© Pascal Victor/Opale
ƒƒƒ article de Nicolas Thevenot
Si Huit heures ne font pas un jour, un lieu peut faire une existence, un lieu peut accomplir une vie. Lieu de vie en est d’ailleurs, selon moi, l’expression consacrée. Des casiers métalliques, des établis, des armoires, des douches collectives à la faïence blanche défraîchie, des panneaux dépareillés, un frigo blanc, des caisses de bières, quelques assises… : l’espace créé par Julie Deliquet et Zoé Pautet sur la scène du TGP s’offre au premier regard comme l’antichambre du monde du travail, à la fois entrepôt, vestiaire, espace de repos et d’échanges pour les équipes postées se relayant dans une usine.
Ce lieu, composite et pourtant si parfaitement identifié, nous y pénétrons spectateurs et acteurs comme par effraction dès l’ouverture de Huit heures ne font pas un jour. Comme chez Tchekhov, on entend d’abord des voix hors champ : une foule de petits cris, de rires, de bousculades, de disputes joyeuses, une liesse bagarreuse. Puis débarque, cherchant refuge, tout ce petit monde trempé par la pluie : la famille Krüger-Epp rassemblée ce dimanche pour une fête d’anniversaire qui vient d’être interrompue par une averse dans un parc voisin. Dans cet espace de l’usine et du monde ouvrier, se tient une fête de famille. Dans un monde scindé se rejoignent alors des mondes séparés.

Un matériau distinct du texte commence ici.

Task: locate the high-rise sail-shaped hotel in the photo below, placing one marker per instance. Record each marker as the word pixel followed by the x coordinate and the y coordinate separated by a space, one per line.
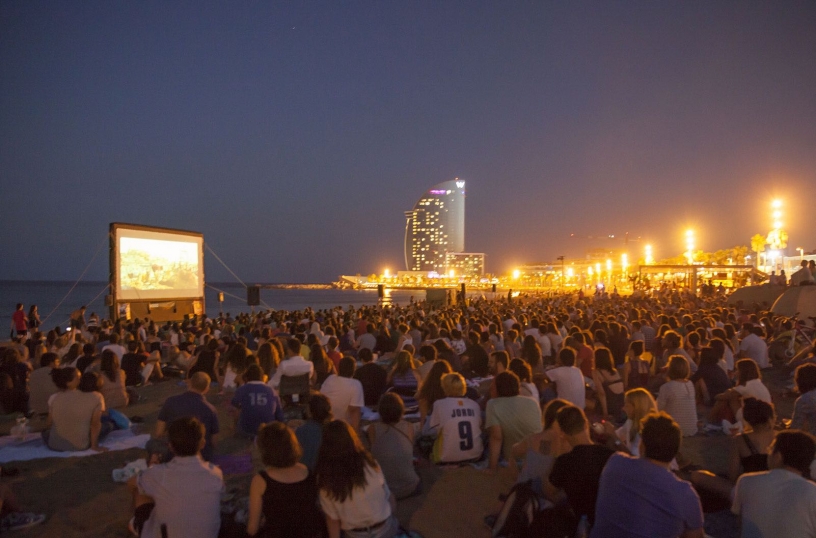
pixel 435 231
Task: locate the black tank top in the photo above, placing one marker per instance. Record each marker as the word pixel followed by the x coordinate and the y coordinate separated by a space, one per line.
pixel 291 509
pixel 757 461
pixel 205 363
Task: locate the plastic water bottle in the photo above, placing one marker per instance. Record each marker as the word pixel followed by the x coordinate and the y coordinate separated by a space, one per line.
pixel 21 429
pixel 583 528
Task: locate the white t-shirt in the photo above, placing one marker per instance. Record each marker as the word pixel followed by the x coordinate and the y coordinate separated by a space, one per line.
pixel 293 366
pixel 677 399
pixel 118 350
pixel 459 423
pixel 775 503
pixel 545 344
pixel 342 392
pixel 570 384
pixel 755 389
pixel 755 348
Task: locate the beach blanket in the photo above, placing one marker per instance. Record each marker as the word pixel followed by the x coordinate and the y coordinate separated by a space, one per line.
pixel 33 447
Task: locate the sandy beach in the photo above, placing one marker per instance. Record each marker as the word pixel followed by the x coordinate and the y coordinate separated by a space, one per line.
pixel 80 498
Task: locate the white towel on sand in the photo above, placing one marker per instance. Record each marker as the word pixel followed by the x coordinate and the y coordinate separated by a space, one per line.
pixel 33 447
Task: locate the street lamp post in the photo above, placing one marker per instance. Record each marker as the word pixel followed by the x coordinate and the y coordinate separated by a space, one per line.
pixel 561 259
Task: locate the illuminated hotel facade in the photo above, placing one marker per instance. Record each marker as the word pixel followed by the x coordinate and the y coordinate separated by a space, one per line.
pixel 435 227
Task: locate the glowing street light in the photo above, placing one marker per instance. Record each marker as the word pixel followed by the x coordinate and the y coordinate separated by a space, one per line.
pixel 690 246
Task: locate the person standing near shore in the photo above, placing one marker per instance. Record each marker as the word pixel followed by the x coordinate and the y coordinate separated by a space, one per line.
pixel 78 319
pixel 19 321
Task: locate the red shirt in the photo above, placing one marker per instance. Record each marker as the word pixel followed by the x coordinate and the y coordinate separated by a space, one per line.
pixel 19 320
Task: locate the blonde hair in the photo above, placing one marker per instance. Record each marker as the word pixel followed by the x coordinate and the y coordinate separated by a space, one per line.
pixel 678 368
pixel 642 404
pixel 453 385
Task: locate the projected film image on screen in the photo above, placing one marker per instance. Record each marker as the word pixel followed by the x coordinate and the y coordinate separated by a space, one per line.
pixel 153 265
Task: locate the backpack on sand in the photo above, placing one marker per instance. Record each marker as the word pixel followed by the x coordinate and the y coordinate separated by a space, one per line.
pixel 515 520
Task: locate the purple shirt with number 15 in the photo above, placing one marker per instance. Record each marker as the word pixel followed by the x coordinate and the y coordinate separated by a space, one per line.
pixel 258 404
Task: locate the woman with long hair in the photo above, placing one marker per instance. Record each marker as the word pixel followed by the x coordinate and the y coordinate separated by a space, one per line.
pixel 74 352
pixel 392 445
pixel 636 371
pixel 431 389
pixel 285 492
pixel 113 387
pixel 608 384
pixel 710 379
pixel 33 318
pixel 323 366
pixel 445 352
pixel 531 354
pixel 352 488
pixel 74 417
pixel 748 452
pixel 206 360
pixel 405 379
pixel 637 403
pixel 676 396
pixel 268 358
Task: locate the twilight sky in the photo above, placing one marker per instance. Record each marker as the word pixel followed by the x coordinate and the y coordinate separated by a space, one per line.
pixel 293 135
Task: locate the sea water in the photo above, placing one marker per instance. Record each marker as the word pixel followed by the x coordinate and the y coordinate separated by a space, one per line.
pixel 56 300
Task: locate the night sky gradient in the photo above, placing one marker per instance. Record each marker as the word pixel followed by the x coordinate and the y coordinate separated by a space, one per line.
pixel 294 135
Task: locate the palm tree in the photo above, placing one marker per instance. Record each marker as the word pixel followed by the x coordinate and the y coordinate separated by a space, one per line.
pixel 758 243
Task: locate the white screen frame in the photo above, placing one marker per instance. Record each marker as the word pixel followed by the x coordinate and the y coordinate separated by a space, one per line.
pixel 124 232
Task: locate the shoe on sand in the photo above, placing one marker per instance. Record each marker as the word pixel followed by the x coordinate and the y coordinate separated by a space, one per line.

C’est toute la force de cette mise en scène pour le théâtre de la série télévisée éponyme de Rainer Werner Fassbinder : quand la série démultiplie les lieux, le théâtre de Julie Deliquet les convoque dans un lieu unique du début du spectacle à sa fin ultime. Ce choix conjugue vérité sociologique et justesse esthétique. Il y a dans les scènes de famille superposées à un tel espace comme la mise à jour littérale de structures sociales habituellement invisibles. Une permanence du lieu qui rend tangible la continuité des formes de violences et de dominations d’un monde à l’autre mais aussi des solidarités, des élans collectifs, des générosités. De l’usine à la famille.

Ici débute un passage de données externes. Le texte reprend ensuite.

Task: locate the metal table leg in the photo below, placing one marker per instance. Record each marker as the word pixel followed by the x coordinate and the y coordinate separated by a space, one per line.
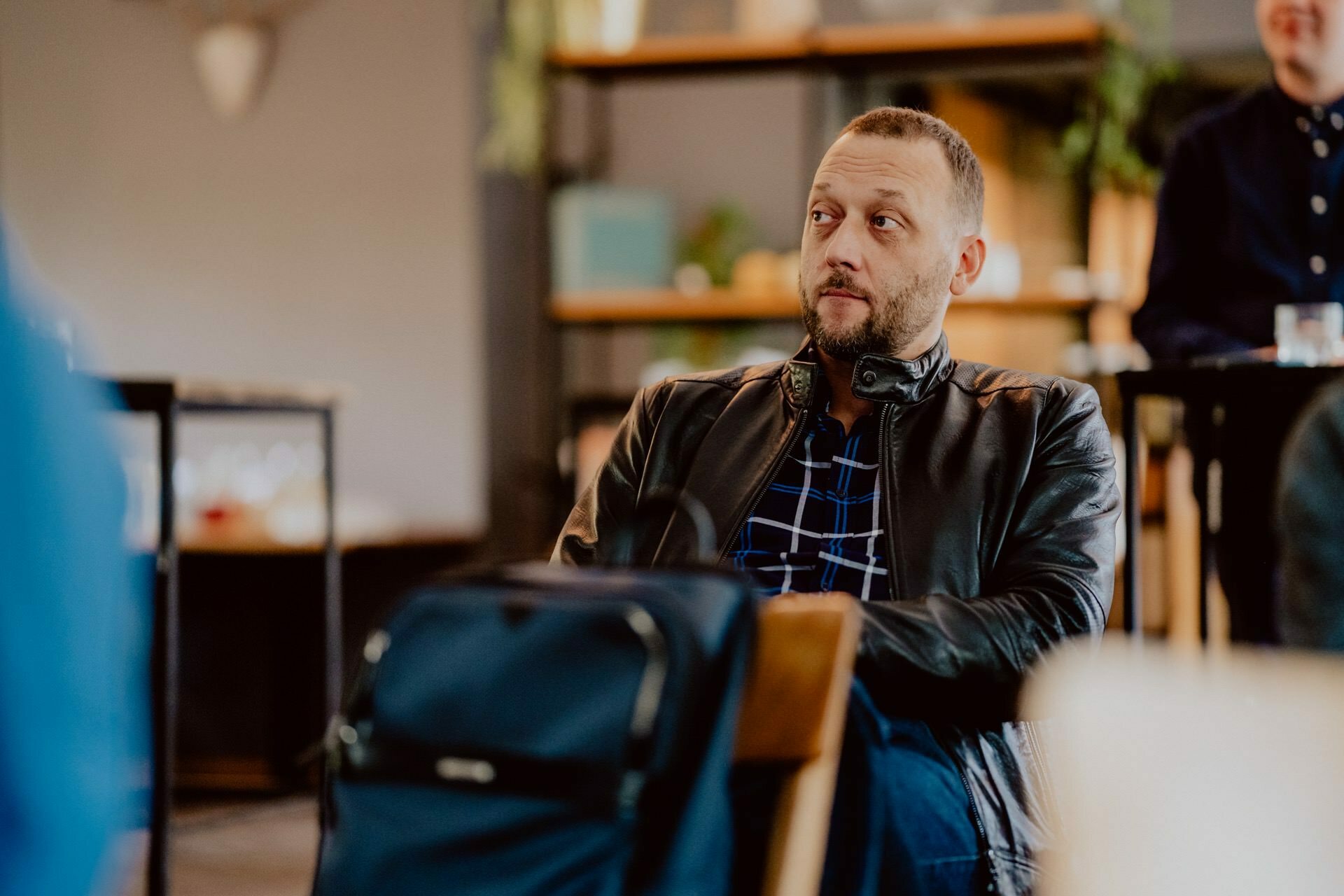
pixel 164 659
pixel 1133 524
pixel 331 597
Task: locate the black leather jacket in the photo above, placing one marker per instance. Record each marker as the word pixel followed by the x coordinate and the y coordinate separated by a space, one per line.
pixel 999 504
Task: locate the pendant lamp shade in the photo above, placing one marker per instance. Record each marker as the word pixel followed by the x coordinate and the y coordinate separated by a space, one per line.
pixel 233 59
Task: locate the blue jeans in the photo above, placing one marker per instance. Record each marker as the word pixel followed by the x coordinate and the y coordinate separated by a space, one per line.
pixel 902 821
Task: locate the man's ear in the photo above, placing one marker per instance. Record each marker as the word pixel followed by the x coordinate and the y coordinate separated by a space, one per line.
pixel 969 265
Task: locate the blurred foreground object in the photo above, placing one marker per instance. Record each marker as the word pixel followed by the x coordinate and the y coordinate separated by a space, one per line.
pixel 1194 773
pixel 1310 527
pixel 71 628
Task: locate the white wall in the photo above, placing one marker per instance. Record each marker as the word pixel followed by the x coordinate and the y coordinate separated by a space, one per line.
pixel 331 237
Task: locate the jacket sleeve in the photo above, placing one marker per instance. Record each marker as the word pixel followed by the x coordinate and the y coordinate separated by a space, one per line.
pixel 948 659
pixel 600 526
pixel 1168 326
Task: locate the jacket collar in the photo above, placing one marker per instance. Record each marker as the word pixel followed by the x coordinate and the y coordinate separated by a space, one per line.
pixel 876 378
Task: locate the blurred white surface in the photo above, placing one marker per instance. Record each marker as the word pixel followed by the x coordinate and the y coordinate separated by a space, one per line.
pixel 1186 773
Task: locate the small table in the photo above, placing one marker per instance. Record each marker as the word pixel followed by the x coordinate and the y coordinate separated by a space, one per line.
pixel 167 400
pixel 1202 387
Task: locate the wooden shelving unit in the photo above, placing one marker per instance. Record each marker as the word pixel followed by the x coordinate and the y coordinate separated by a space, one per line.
pixel 1030 35
pixel 657 307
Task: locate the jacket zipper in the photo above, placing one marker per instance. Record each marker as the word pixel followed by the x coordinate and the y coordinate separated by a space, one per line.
pixel 885 472
pixel 799 428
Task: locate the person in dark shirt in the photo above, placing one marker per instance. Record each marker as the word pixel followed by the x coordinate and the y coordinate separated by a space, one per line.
pixel 1249 218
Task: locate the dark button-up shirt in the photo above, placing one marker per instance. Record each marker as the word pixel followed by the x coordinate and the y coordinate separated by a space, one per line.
pixel 818 526
pixel 1250 216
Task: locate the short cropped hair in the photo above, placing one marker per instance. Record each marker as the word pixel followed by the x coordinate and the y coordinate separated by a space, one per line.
pixel 968 181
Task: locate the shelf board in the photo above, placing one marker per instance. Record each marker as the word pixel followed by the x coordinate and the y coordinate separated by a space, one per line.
pixel 1023 34
pixel 663 307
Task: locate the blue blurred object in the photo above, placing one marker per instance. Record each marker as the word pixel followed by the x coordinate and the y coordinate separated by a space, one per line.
pixel 606 237
pixel 73 625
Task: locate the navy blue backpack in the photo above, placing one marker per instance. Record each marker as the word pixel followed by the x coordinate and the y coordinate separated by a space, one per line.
pixel 542 731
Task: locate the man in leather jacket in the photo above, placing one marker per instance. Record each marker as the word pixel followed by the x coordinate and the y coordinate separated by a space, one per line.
pixel 972 508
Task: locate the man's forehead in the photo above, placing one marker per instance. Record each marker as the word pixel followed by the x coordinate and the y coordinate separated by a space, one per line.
pixel 886 166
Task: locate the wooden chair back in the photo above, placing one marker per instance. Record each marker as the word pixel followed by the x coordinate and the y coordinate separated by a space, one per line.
pixel 793 713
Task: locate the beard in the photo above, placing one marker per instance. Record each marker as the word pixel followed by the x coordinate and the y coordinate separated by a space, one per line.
pixel 894 318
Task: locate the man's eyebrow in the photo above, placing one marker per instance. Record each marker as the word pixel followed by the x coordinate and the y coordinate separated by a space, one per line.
pixel 822 187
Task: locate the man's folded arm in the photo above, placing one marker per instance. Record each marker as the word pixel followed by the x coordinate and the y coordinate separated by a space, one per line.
pixel 962 660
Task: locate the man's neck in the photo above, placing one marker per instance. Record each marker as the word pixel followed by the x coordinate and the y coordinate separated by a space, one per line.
pixel 844 406
pixel 1307 88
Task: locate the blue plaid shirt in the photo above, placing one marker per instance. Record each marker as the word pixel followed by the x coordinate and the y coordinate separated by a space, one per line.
pixel 819 524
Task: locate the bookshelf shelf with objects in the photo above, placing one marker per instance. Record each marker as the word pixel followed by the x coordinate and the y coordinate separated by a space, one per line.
pixel 1008 83
pixel 671 307
pixel 952 42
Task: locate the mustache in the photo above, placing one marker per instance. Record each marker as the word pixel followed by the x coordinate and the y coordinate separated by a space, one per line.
pixel 840 280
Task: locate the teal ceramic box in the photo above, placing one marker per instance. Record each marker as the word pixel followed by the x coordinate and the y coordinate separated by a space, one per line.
pixel 605 237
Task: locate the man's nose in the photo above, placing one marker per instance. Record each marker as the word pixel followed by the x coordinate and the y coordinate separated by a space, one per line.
pixel 844 248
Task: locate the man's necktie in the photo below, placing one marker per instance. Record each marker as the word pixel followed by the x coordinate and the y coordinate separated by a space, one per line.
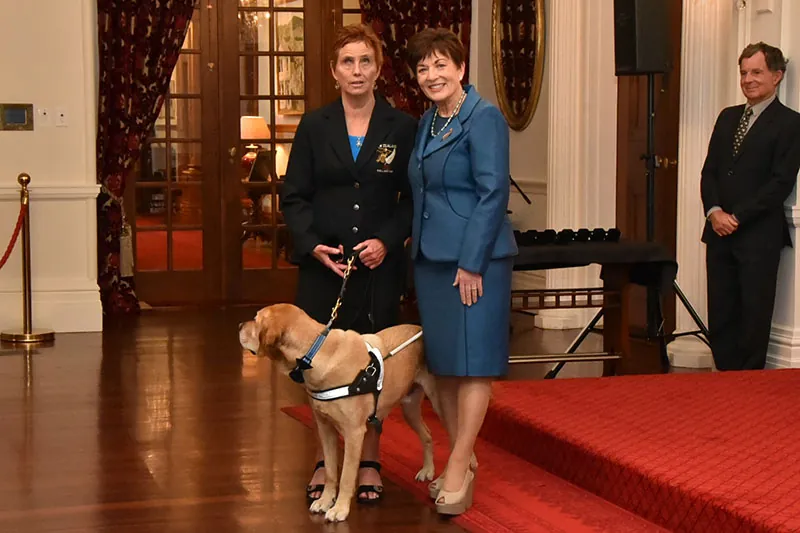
pixel 741 130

Huit heures ne font pas un jour est l’adaptation pour la scène de cinq épisodes de la série télévisée que réalisa Fassbinder, diffusée en 1972. Fassbinder écrit à hauteur d’hommes et de femmes, à hauteur de leurs histoires, et non de l’Histoire, le parcours d’une famille et d’une équipe d’ouvriers. Avec le même stylo heureux et joueur, se donnant les moyens du feuilleton populaire, Fassbinder esquisse le jouissif récit des émancipations : ouvrière et féminine entre autres. La beauté de cette écriture est d’être par choix et non par naïveté résolument optimiste, de narrer une succession de conquêtes sociales et sociétales avec la même agilité et lumineuse simplicité que celle d’un roman d’aventure dont les héros seraient ici ceux d’un quotidien prolétaire.
Huit heures ne font pas un jour est trempé de cette tendresse qu’il leur porte, soulevé par une vigoureuse et ferme espérance. De cette galerie de personnages comme autant de caractères, naît une histoire animée et portée par ces seules petites gens. Pour une fois, grâce à Fassbinder, dans une sorte d’utopie bienfaitrice et réparatrice, ce seraient eux tous qui écriraient le récit de nos luttes à mener.
Au-delà ou à cause de son écriture feuilletonesque, par le miroir même grossier que cette petite société d’hommes et de femmes constitue, par nos attentes passées, nos désirs déçus et nos espoirs jamais abandonnés, Huit heures ne font pas un jour trouve en chacun des spectateurs le chemin d’une biographie collective rêvée. Huit heures ne font pas un jour n’est peut-être pas si éloignée du livre Les Années d’Annie Ernaux.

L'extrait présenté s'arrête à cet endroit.